The Beedie School of Business offers a doctor of philosophy (PhD) program that helps students create a path to careers in and beyond academia. The program combines course work in methodology and areas of specialization (including accounting, entrepreneurship, finance, international business, management and organization studies, management information systems, marketing, sustainability, strategy, and technology and operations management) with faculty mentoring and substantive original research.
Applicants must satisfy the University admission requirements as stated in Graduate General Regulations 1.3 in the SFU Calendar. Students are admitted in the fall term only. A minimum GMAT score of 600 and five on analytical writing is required. Interviews and a statement of interest are used to determine a fit between students and faculty. See the Beedie School of Business website for details, beedie.sfu.ca/phd.
This program consists of course work, a comprehensive exam, research seminars, a research project, a thesis proposal, and a thesis for a minimum of 55 units.
Students must complete all of
seven courses chosen in consultation with the student's supervisor
and research seminar three times
This is a research seminar in the PhD program on a selected topic. Students may repeat this course for further credit under a different topic.
and a research project
Students will be exposed to the broad world of academia, from presenting and providing constructive feedback on papers, to conferences and journal publishing and refereeing, while being exposed to an introduction to a range of research techniques and data analysis. The cornerstone of the course, and the primary vehicle for experiential learning, is that each student will write an original research project. The project that will be graded on a satisfactory/unsatisfactory basis. Students who receive Satisfactory will present it in an open research presentation. Questions and answers emerging in this context should assist the student to develop their research and to begin to chart their course in academia. Prerequisite: Enrollment in PhD program.
and the requirements for one of the specializations below
and a comprehensive exam
Students will be required to pass a comprehensive exam in the sixth term of the program.
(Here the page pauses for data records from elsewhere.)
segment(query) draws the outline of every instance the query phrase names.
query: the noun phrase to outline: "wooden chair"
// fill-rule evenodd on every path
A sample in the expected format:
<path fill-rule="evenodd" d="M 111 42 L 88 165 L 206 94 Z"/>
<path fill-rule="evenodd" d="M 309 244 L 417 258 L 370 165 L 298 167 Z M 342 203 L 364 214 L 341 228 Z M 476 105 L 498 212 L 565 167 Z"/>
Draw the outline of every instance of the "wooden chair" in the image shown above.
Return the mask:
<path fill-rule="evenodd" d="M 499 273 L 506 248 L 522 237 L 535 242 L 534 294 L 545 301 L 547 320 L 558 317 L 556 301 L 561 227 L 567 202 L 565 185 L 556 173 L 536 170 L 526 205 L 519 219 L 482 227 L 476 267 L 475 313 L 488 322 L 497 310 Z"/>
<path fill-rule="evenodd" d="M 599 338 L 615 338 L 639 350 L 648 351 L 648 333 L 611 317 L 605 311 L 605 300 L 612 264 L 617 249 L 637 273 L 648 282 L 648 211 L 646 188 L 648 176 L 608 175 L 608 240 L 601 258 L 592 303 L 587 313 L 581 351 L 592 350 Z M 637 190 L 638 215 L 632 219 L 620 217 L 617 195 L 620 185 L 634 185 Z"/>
This will include written examinations in each student's major and methodology minor followed by an oral exam. Graded on a Satisfactory/Unsatisfactory basis. Prerequisite: Enrollment in PhD program.
and a thesis proposal
and a thesis
Graded on a satisfactory/unsatisfactory basis. Prerequisite: Enrollment in PhD program.
must also complete all of
The effective use of empiricism, positivism, and interpretive explanations in generating, defending and clarifying logically rigorous arguments is explored. Participants from diverse fields (marketing, international business, management studies, accounting, policy analysis, finance, etc.) within the administrative sciences will look at the processes which have guided theory development and theory testing within their field of inquiry. Attention will focus on what criteria are used to assess the adequacy of explanations and useful theories. The seminar seeks to advance the participants' interest in putting theory into practice. Prerequisite: Enrollment in PhD program.
This seminar is intended to support doctoral students in the early stages of the development of their dissertations. Practical and conceptual issues with respect to the integration of theory, research design, and methodology will be explored. The seminar will provide a forum for students to share their dissertation work in progress, and learn from each other with respect to theoretical, analytical, and methodological problems, successes and trade-offs. Prerequisite: Enrollment in the PhD program or consent of the instructor.
and an additional elective course
Financial Accounting and Finance Specialization
must also complete all of
An examination of basic macroeconomic theory, empirical macroeconomic data and models, macroeconomic analysis, and application to economic developments and policy issues. Prerequisite: ECON 798 or equivalent. Offered once a year.
Develops a foundation for econometric theory and applied econometrics. Topics may include an introduction to measure and probability theory, integration and mathematical expectations, stochastic limit theory, asymptotic theory, mathematical statistics, multiple linear regression, and an introduction to GMM and maximum likelihood estimation. Prerequisite: ECON 835 or equivalent.
Students are expected to complete the program requirements within four to five years.
Graduate elective course work must be approved by the supervisor to create a curriculum which will be flexible within certain limits.
Those who have already done graduate study in business or a related field may request to be exempt or to substitute some of the course work in consultation with the director of the PhD program.
Students who lack a business degree may, at the discretion of the PhD Program Director, be asked to complete up to four additional graduate courses beyond the program requirements.
Students will choose two areas in which they will take their comprehensive examinations. The reading list for the comprehensive exam will be a subset of the reading assignments in the Beedie School of Business graduate courses, special topics, as well as approved graduate courses in other programs or universities.
Students prepare two thematically organized bibliography/reading lists. They should reflect the significant works in the areas in which the student is to be examined. They should also provide a foundation for research in these areas. The lists must be submitted to the PhD program administration and the student’s supervisory committee for approval.
Research Seminar Courses
Students in their second through fourth years of studies are required to enroll in research seminar course each year. Students will contribute to the seminar series by inviting guest speakers and presenting their own work.
Academic Requirements within the Graduate General Regulations
All graduate students must satisfy the academic requirements that are specified in the Graduate General Regulations, as well as the specific requirements for the program in which they are enrolled.